PassiveLogic creates virtual analogs that attempt to mimic the behavior and interactions of their real-world counterparts. Algorithms attempt to understand how a building’s equipment and systems interact, enabling local AI in the building to make control and management decisions for maintenance and operations.
A key consideration in the deployment of digital twin technology is the accuracy of the data, of course – the models are only as good as the data that is used to develop and maintain them. Businesses facing data quality, reliability, management and governance issues are unlikely to be successful with digital twin platforms unless they thoroughly audit and correct for these issues. problems.
As Gartner notes in a report, “It is difficult to anticipate the nature of the simulation models, the types of data, and the analysis of sensor data that might be required to support the design, introduction and delivery. lifespan of physical counterparts of digital twins. . While the 3D geometry is sufficient to visually communicate the digital twin and how the parts fit together, the geometric model may not be able to perform simulations of the behavior of the physical counterpart in use or in operation. functioning. At the same time, the geometric model may not be able to analyze the data if it is not enriched with additional information. [Moreover,] digital twins with long life cycles … [might] extend well beyond the lifespan of the proprietary design software formats that were most likely used to create them and of the means of data storage. “
PassiveLogic aims to counter some data challenges with hardware controllers and sensors that enable connectivity to building systems, providing an advanced platform for sensors, equipment and the Internet of Things (IoT). The devices are designed to support new and old buildings and campuses, including hospitals and data centers, throughout tasks such as programming, installation and commissioning.
Explosion of competition
AI optimizing utilities is a booming business with high demand. Gartner predicts that at least 50% of manufacturers with annual sales exceeding $ 5 billion have launched at least one digital matchmaking initiative for products or assets. Analysts at the firm also predict that the number of organizations using digital twins will triple by the end of 2022.
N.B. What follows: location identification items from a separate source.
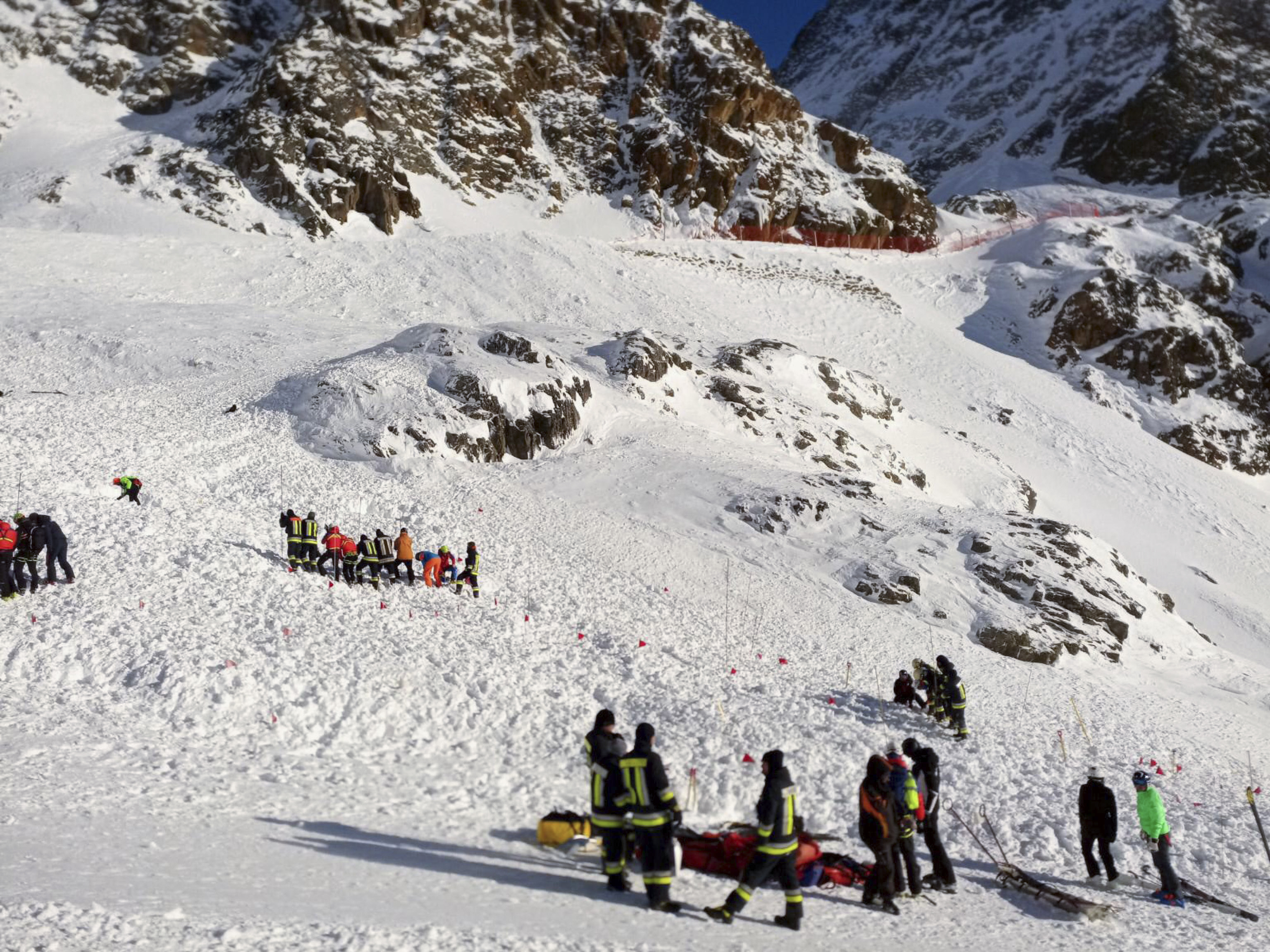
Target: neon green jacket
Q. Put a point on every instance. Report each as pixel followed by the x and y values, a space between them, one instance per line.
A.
pixel 1151 813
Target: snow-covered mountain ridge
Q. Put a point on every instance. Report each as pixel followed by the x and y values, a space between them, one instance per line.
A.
pixel 328 109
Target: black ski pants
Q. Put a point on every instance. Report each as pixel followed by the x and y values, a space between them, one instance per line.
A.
pixel 940 862
pixel 57 554
pixel 657 860
pixel 882 880
pixel 761 867
pixel 29 563
pixel 7 587
pixel 903 857
pixel 1091 865
pixel 1163 859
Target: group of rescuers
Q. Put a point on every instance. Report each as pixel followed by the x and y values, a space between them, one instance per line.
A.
pixel 372 555
pixel 896 801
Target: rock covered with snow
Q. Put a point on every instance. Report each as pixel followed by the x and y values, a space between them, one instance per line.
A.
pixel 328 109
pixel 1155 92
pixel 1146 313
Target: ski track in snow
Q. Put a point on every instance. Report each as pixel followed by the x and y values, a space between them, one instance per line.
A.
pixel 150 795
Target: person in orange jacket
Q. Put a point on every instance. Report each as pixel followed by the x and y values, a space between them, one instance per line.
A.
pixel 349 555
pixel 334 545
pixel 406 557
pixel 8 545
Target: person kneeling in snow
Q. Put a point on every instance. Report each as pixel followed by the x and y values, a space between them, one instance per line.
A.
pixel 778 848
pixel 1155 832
pixel 131 487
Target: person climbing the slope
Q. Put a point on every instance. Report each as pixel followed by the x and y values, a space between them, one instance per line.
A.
pixel 349 555
pixel 385 558
pixel 910 812
pixel 605 748
pixel 879 833
pixel 333 544
pixel 8 547
pixel 954 697
pixel 654 814
pixel 1156 834
pixel 929 681
pixel 55 551
pixel 31 541
pixel 131 487
pixel 1096 808
pixel 470 573
pixel 431 563
pixel 903 691
pixel 404 557
pixel 368 562
pixel 776 852
pixel 309 543
pixel 290 522
pixel 926 772
pixel 449 570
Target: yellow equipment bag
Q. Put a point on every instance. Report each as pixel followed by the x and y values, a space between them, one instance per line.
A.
pixel 559 827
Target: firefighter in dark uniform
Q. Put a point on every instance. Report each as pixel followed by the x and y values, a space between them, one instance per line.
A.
pixel 954 697
pixel 470 573
pixel 929 681
pixel 778 848
pixel 290 522
pixel 926 772
pixel 368 560
pixel 605 747
pixel 385 555
pixel 654 815
pixel 309 543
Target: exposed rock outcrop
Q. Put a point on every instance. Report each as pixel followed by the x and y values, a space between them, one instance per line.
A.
pixel 325 108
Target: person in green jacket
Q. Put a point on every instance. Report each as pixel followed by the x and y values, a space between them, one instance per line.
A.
pixel 1155 832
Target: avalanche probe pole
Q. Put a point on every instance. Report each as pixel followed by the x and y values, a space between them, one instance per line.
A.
pixel 1256 816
In addition to PassiveLogic, there are BrainBox, Aquicore, and Mesa, whose algorithms make fine adjustments to HVAC systems on the fly. Augury, a startup developing sensors that attach to machines and record data that is then analyzed in the cloud, works with service companies to diagnose and optimize systems like industrial HVAC. And Carbon Relay leverages the data from the sensors to make predictions about the cooling usage of data centers.
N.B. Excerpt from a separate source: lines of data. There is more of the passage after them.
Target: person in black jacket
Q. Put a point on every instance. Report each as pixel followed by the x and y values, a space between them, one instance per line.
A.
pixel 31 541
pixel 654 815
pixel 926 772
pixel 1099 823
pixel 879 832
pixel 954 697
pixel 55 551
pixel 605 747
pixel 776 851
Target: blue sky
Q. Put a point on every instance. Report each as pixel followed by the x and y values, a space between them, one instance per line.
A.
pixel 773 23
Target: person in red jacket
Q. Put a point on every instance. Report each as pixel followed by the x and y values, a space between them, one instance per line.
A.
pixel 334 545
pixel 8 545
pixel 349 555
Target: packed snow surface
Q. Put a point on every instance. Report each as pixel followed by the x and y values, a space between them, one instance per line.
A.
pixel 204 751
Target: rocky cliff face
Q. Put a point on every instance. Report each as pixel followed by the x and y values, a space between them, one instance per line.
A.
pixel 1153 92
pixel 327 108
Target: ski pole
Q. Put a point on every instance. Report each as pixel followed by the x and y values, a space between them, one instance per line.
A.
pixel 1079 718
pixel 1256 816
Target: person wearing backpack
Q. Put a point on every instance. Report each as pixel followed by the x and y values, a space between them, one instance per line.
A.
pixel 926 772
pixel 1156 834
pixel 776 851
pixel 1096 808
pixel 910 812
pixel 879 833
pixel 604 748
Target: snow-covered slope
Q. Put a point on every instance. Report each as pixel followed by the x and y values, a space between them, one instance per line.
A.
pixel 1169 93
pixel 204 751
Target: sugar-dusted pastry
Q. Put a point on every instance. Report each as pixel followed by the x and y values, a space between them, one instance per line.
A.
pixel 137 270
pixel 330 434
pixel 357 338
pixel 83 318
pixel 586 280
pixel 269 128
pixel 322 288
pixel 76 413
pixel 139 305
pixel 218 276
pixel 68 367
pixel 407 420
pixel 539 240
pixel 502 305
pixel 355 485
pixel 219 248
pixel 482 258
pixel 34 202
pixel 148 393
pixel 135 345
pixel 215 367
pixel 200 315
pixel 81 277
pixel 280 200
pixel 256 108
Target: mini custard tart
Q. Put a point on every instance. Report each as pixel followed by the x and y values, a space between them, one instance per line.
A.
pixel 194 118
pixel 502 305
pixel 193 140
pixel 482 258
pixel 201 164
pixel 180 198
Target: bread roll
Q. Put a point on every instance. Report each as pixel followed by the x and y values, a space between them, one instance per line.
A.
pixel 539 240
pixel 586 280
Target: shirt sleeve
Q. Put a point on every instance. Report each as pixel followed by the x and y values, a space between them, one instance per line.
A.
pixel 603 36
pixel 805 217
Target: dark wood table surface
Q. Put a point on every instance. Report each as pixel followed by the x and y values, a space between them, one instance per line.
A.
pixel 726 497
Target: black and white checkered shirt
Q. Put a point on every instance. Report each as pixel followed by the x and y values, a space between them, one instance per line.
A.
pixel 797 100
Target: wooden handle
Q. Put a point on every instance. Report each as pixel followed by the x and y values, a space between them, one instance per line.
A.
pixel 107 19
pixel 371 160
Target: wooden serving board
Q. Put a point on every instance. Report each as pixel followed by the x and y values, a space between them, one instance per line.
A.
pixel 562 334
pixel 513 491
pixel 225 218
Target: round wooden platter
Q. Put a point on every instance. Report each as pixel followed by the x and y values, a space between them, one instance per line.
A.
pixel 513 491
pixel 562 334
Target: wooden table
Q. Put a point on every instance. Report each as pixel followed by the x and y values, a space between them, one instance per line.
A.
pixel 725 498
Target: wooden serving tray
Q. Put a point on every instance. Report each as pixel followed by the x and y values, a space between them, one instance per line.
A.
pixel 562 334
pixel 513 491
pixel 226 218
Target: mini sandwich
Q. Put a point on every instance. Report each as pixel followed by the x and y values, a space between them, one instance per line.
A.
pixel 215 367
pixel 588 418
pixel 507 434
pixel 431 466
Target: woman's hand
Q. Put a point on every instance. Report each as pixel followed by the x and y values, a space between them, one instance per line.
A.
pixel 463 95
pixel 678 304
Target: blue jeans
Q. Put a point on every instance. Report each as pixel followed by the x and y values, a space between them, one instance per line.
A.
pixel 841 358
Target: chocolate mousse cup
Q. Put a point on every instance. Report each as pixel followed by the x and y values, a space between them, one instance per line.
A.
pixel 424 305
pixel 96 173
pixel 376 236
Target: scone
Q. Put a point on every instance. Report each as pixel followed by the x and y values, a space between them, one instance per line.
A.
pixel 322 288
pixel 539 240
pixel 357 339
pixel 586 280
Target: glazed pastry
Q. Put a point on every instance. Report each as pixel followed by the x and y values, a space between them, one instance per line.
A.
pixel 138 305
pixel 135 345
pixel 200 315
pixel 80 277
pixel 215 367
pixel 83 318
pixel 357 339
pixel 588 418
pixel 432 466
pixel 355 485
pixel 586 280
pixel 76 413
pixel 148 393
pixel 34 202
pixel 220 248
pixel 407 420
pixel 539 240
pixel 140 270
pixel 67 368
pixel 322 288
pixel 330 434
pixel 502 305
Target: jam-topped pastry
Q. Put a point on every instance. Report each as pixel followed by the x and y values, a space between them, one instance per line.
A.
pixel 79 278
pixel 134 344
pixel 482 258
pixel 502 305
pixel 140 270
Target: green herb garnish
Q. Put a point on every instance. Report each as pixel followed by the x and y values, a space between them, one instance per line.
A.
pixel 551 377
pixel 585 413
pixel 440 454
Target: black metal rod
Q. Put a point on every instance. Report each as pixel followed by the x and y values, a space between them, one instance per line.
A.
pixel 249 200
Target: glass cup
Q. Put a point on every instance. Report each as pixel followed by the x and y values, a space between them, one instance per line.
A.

PassiveLogic – which has around 70 employees – says its customer base includes building owners, operators, architects, engineers, contractors and utility partners. The company is still in the pre-product phase, with plans to launch a beta and general release later this year.
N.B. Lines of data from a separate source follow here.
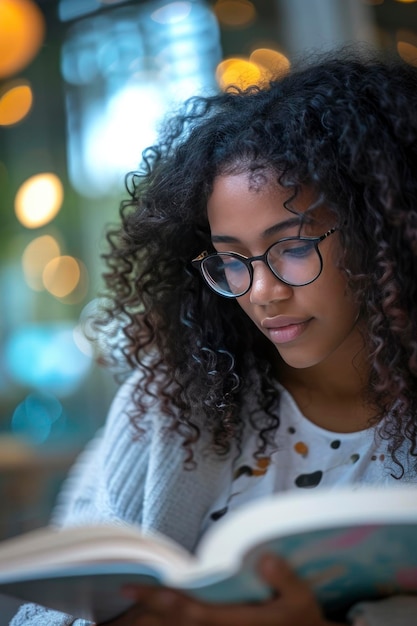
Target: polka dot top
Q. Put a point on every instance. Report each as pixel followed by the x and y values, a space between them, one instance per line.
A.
pixel 306 456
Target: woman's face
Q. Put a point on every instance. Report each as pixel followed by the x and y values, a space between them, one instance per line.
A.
pixel 308 325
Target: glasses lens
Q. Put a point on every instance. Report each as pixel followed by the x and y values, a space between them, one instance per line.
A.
pixel 226 274
pixel 295 261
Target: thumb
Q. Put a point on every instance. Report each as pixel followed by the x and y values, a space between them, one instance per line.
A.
pixel 278 575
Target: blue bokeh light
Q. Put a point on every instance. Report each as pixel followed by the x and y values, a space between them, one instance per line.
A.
pixel 46 357
pixel 33 418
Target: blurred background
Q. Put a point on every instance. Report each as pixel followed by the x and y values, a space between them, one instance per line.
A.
pixel 83 86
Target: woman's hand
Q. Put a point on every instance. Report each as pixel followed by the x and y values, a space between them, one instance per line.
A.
pixel 293 605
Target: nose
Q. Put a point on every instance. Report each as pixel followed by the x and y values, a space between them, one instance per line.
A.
pixel 266 287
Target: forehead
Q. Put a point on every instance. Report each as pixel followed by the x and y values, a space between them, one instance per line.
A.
pixel 251 200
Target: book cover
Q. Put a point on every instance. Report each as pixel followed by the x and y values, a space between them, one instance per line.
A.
pixel 350 545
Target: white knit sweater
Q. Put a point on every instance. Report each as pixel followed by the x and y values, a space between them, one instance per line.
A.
pixel 122 478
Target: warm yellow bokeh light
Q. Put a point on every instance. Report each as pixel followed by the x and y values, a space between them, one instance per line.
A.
pixel 408 52
pixel 15 102
pixel 38 200
pixel 37 254
pixel 273 63
pixel 240 73
pixel 22 31
pixel 61 276
pixel 81 289
pixel 235 13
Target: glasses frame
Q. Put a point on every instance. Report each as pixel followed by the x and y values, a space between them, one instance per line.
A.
pixel 199 262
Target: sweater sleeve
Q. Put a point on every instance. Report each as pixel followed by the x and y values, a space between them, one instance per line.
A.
pixel 91 493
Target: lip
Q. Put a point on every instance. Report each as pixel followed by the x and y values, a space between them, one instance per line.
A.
pixel 283 329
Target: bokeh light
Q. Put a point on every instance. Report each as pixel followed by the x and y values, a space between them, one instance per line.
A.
pixel 16 100
pixel 272 62
pixel 235 13
pixel 172 12
pixel 33 418
pixel 262 65
pixel 37 254
pixel 61 276
pixel 38 200
pixel 407 46
pixel 45 357
pixel 22 31
pixel 238 72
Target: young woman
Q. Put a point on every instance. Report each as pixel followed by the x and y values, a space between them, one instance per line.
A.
pixel 264 280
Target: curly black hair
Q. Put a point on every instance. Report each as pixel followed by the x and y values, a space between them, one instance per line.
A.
pixel 344 124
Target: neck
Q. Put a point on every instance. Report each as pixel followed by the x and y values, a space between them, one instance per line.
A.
pixel 332 394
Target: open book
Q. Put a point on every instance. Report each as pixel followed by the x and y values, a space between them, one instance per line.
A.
pixel 350 545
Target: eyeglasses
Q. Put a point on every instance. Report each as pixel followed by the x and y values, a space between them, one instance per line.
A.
pixel 296 261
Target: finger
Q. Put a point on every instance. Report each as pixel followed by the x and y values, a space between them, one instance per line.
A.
pixel 278 575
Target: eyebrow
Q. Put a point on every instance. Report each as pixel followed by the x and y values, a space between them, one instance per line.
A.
pixel 272 230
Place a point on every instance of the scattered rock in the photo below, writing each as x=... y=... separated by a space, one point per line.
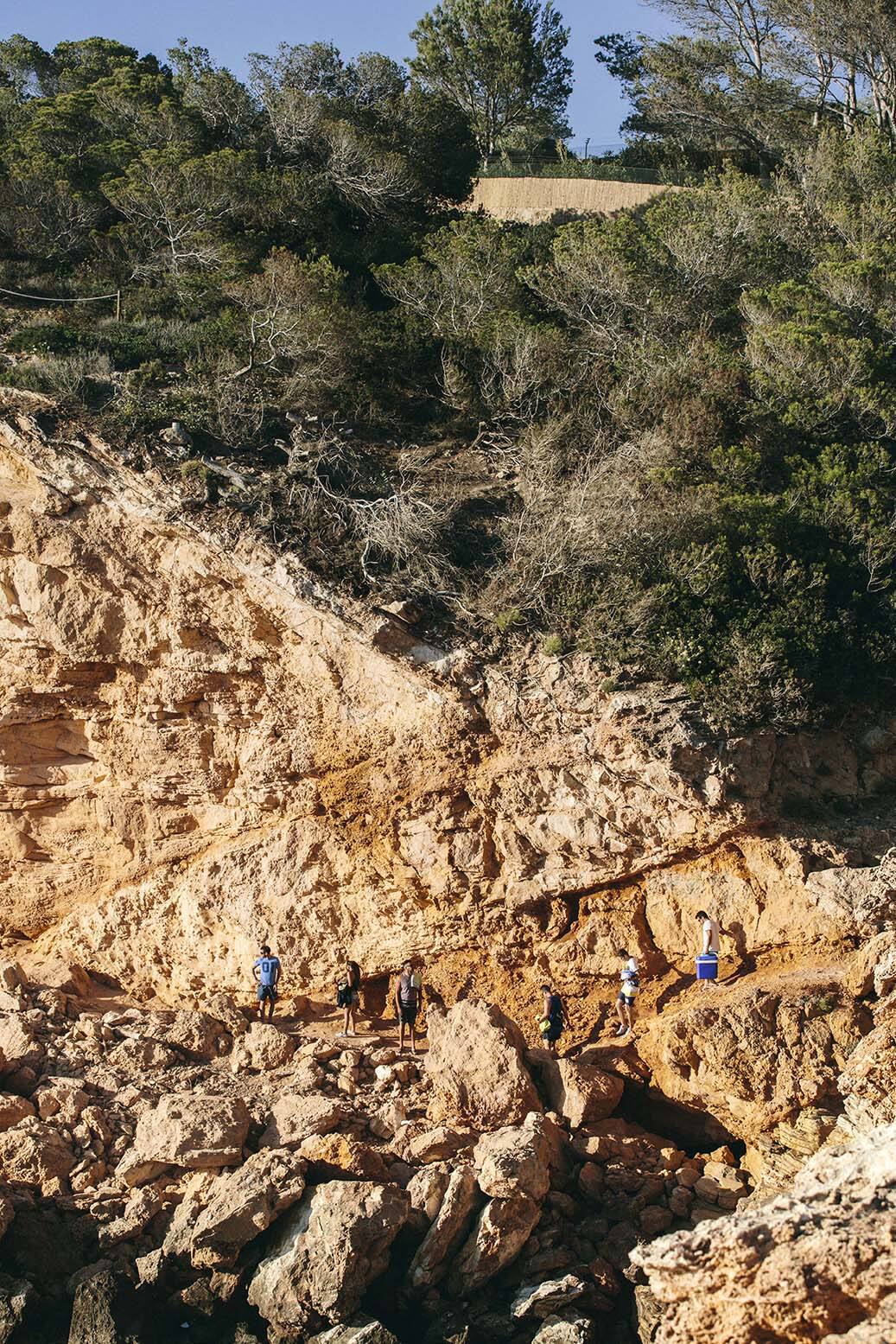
x=328 y=1252
x=193 y=1132
x=498 y=1237
x=245 y=1203
x=336 y=1156
x=518 y=1160
x=35 y=1153
x=360 y=1331
x=544 y=1298
x=449 y=1230
x=578 y=1092
x=264 y=1048
x=295 y=1118
x=833 y=1232
x=476 y=1066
“PassiveLogic’s widespread autonomy platform is ideally suited for buildings, which are complex control systems requiring fully customized solutions… However, the technology will have an equal impact on other complex systems such as power grids, logistics and supply chain facilities, networks and other critical infrastructure, “Harvey told VentureBeat via email.” The pandemic has actually spurred interest in safer and more comfortable workspaces and buildings that meet human needs. As employers and building owners contemplate use in a post-pandemic world, we believe that self-contained and energy efficient buildings will be a critical asset. “
Addition, Keyframe, RET Ventures, Brookfield and Era Ventures participated in the last round of PassiveLogic.